In fact, that unit did not need the boots anymore than the cold-weather jackets. One father of a soldier in that unit emailed that “top quality” boots are indeed given to these soldiers for combat but the IDF allows soldiers to wear Asolo boots “for everyday use.” The Asolo boots were “a status symbol … they make for great bragging rights!”
Jealousy outranked necessity. Haaretz reported a complaint that when the Sayeret Matkal, an elite special operations force, was equipped with expensive mountain boots, “the entire IDF wants the same thing.”
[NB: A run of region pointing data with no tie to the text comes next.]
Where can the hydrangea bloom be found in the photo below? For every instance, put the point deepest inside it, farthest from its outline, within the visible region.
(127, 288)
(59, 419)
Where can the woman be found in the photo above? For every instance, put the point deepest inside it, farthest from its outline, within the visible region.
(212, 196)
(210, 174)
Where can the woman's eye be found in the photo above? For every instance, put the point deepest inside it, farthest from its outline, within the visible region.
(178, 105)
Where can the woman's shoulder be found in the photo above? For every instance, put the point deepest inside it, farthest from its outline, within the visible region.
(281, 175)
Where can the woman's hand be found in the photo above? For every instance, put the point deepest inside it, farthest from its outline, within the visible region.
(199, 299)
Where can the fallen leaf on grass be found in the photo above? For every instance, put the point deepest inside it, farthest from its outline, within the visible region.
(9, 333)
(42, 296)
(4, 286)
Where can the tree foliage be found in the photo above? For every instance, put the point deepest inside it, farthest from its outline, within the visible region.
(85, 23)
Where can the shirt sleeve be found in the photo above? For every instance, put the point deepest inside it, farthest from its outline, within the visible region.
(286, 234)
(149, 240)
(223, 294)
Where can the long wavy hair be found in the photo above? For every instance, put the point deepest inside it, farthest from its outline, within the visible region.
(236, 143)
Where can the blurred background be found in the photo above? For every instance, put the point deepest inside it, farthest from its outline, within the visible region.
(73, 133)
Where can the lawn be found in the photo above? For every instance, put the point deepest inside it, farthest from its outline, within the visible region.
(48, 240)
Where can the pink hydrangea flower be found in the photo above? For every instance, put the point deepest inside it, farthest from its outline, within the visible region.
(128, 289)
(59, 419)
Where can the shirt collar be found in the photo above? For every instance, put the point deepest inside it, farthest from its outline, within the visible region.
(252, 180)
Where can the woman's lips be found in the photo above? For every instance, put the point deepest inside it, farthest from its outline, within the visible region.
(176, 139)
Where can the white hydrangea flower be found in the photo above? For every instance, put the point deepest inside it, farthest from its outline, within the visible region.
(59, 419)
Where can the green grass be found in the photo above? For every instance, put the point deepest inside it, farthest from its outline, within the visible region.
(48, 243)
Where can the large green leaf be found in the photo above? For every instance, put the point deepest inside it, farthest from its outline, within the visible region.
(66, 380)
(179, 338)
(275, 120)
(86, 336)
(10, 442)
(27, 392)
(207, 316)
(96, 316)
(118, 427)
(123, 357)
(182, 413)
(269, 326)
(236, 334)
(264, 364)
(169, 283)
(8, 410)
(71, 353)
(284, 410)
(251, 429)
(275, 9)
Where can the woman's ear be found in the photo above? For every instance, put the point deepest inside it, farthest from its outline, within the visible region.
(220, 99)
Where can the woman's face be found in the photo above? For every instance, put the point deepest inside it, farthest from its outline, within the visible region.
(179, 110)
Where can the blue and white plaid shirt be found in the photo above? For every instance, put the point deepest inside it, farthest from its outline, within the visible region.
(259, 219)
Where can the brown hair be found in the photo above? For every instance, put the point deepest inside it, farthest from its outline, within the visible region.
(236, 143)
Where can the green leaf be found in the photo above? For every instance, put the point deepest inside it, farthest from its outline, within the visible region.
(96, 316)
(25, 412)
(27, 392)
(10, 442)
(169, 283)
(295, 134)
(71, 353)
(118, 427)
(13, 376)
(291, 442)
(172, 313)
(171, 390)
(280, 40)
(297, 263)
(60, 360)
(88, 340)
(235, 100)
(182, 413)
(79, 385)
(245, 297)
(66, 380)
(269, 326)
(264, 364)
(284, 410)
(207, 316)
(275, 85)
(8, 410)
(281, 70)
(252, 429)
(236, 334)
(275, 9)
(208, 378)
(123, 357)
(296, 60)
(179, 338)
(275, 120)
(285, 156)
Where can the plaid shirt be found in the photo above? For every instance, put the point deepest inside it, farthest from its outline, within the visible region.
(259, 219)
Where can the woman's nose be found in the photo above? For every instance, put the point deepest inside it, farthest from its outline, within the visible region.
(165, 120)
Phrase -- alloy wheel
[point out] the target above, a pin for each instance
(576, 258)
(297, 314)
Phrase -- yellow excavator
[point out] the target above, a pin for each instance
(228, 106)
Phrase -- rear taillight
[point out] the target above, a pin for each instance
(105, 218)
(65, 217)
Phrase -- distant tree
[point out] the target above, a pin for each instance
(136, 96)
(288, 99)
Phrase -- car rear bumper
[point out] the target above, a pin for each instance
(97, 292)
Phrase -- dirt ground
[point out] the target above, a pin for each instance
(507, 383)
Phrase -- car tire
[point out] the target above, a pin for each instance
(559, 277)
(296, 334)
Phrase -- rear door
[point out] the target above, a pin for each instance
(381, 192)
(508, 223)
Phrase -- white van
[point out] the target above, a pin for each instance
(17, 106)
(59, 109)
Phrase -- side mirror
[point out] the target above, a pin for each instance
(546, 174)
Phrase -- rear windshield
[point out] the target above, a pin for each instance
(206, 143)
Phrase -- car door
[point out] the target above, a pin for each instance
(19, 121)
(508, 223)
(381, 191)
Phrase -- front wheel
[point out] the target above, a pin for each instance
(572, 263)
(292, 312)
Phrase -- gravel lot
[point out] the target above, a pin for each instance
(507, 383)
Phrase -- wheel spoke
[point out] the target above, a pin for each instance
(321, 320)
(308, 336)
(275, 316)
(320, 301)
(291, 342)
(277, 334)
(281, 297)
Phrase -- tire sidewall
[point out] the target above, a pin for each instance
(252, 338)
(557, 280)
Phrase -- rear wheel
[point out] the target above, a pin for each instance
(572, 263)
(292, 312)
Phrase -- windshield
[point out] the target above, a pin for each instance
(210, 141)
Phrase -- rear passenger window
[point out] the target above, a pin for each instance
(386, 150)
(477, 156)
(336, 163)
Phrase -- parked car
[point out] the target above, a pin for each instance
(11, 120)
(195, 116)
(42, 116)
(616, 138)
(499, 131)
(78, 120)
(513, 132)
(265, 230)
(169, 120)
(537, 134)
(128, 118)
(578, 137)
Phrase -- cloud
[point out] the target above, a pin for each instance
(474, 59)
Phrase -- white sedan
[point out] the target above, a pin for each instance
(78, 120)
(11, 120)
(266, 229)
Sharon is stunned by individuals who think they can decide for themselves how to best equip an army. If your son was a policeman, “Would you buy boots or bullet-proof vests, haul’em down to the local precinct and say, hey, its for your SWAT team?”
One constant in almost all the informal wartime appeals was the fear that the sophisticated IDF (and therefore Israel) was in reality overwhelmed, vulnerable, ill equipped, unable to afford both bullets and boots. And to many Jews, an infantalization of the soldiers creeped into perceptions, that our soldiers remain soulful children, perhaps a remnant of the Gilad Shalit years when his image was that of our helpless little brother. That is not how Americans see the Marines.
“You may have something there,” says Sharon, “the way people sometimes think of Israeli soldiers. Maybe we do infantalize our kids even when they’re in the army, that we have to send them all kinds of stuff and keep taking care of them. We sometimes let our emotions take over, clouding our better judgment.” After all, for the 64 soldiers that died in Gaza, who wouldn’t want to do even more, if we could?
The FIDF’s Gershon has kind words for the wartime charities. “There is something remarkable, unique to our people: ‘Kol Yisroel areivim zeh l’zeh,’” the idea that all Jews feel responsible, one for the other. “In times of trouble, every citizen becomes a philanthropist. Every family becomes a charity. Achdut (unity) is great. The soldiers need to feel that people are supporting them, and the people need to feel that they are standing behind our soldiers. But the IDF says now is the time to [know] that every necessity is in place.”
There is so much surplus, he jokes, the IDF might set up a Target — not the practice range, the department store.